Penulis: Dr. Ja’far Assagaf, MA
Dosen UIN SUKA Yogyakarta | Sekretaris Umum Asosiasi Ilmu Hadis Indonesia | Wakil Katib Syuriah PCNU dan Wakil Ketua Ikatan Sarjana Rakyat Indonesia-Sukoharjo – Jawa Tengah | email : jafar.assagaf@uin-suka.ac.id
Kata iri bukanlah sesuatu yang asing buat umat manusia sebab bagian dari penyakit hati tersebut telah ikut menampakkan akibatnya dalam sejarah peradaban mereka melalui perkelahian, pembunuhan; secara tersembunyi maupun terang-terangan, peperangan dan lainnya. Meski tidak semua iri adalah dosa, ghibtah (غبطة) misalnya -seperti dalam riwayat al-Bukhari dari Ibn Umar- dinilai baik bahkan dianjurkan, tetapi secara umum kata iri adalah negatif. Bahkan sifat ini berdampak luar biasa bagi hubungan antara pribadi maupun golongan (baca: agama, suku, ras dan lainnya) di masyarakat.
Kata iri dalam konteks umum disebut hasud (حسود) dari حسد (hasada) yang cenderung diartikan sama dengan dengki yaitu حقد (hiqd). Kata حسد (iri) bermakna seseorang mengingingkan nikmat yang ada pada orang lain (saudaranya) hilang, dan nikmat itu berpindah kepada dia menurut Ibn al-Atsir (w. 606 H). Sementara حقد (dengki) menurut Ibn Manzhur al-Ifriqiy (w. 711 H) adalah menahan permusuhan dalam hati dan menunggu kesempatannya, yaitu menanti bila ada kesempatan maka dendam ditumpahkan. Baik iri maupun dengki dalam KBBI semakna dengan pengertian hasad maupun hiqd.
Selain kedua kata di atas, dalam kajian hadis terdapat kata lain yang memuat arti iri dan dengki, misalnya kata سخيمة (sakhimah) riwayat Abu Daud (w. 275 H) dari Ibn ‘Abbas (w. 68 H), kata ذو غمر (dzu ghimr) dalam Ibn Majah (w. 273 H) dari Ibn ‘Amr (w. 65 H), kata وحر الصدر dalam al-Turmudziy dari Abu Hurairah (w. 58/59 H), serta beberapa lainnya.
Baik kata iri (hasad) maupun dengki (hiqd) meski terdapat perbedaan makna, tetapi keduanya saling berkaitan antara satu dengan lainnya. Dilihat dari makna di atas, iri merupakan asal kejahatan dalam diri seseorang pada orang lain meski itu hanya berada dalam pikiran atau ide lantaran kenikmatan yang tidak ia peroleh, sementara dengki telah menyebar dalam bentuk usaha, tindakan seseorang untuk menghilangkan nikmat itu dari orang lain.

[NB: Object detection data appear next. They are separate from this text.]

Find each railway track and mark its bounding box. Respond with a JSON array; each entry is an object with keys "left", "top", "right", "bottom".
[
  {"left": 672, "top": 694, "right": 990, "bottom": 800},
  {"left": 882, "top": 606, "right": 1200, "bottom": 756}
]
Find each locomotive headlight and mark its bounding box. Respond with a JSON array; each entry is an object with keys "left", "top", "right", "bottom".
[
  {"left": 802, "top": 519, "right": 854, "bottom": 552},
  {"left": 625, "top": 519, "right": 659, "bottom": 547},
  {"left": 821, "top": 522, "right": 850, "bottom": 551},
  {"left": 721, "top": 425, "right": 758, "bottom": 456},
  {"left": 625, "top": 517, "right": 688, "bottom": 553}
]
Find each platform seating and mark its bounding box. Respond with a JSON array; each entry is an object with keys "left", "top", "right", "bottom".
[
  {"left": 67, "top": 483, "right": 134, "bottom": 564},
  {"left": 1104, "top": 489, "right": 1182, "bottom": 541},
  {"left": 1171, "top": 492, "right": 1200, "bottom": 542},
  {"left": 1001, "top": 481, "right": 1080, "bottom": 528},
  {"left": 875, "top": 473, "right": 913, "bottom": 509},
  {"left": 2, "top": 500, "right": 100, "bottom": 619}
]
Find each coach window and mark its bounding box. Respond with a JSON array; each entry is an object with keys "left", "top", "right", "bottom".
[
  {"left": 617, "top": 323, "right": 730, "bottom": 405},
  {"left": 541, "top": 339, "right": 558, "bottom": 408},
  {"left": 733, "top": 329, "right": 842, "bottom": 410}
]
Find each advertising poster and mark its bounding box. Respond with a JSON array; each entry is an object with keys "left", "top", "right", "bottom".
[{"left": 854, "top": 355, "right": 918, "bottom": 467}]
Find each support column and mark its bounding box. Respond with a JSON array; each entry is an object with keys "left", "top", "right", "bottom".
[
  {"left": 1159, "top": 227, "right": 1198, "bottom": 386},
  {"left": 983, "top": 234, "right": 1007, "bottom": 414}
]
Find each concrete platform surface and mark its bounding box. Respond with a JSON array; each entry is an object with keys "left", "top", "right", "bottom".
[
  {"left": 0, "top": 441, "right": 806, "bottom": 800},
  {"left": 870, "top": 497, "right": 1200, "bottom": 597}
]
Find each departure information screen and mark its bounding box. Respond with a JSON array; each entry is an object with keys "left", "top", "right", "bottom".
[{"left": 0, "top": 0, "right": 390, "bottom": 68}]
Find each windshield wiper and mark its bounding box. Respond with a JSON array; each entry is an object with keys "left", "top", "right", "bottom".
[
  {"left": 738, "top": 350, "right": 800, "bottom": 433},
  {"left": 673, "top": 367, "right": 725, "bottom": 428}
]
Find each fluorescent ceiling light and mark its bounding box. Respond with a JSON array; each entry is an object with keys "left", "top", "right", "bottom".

Iri akan berimplikasi kepada niat dan rencana buruk/jahat yang akan disusun secara rapi, terstruktur. Al-Qur’an sebenarnya telah mencontohkan ini dalam peristiwa penciptaan Nabi Adam as yang akan dijadikan khalifah di muka bumi, lalu diprotes oleh Iblis dengan alasan bahwa ia lebih baik dari manusia (lihat misalnya QS: al-Baqarah; 31, 34; al-A‘raf;11-13; al-Hijr; 28-34).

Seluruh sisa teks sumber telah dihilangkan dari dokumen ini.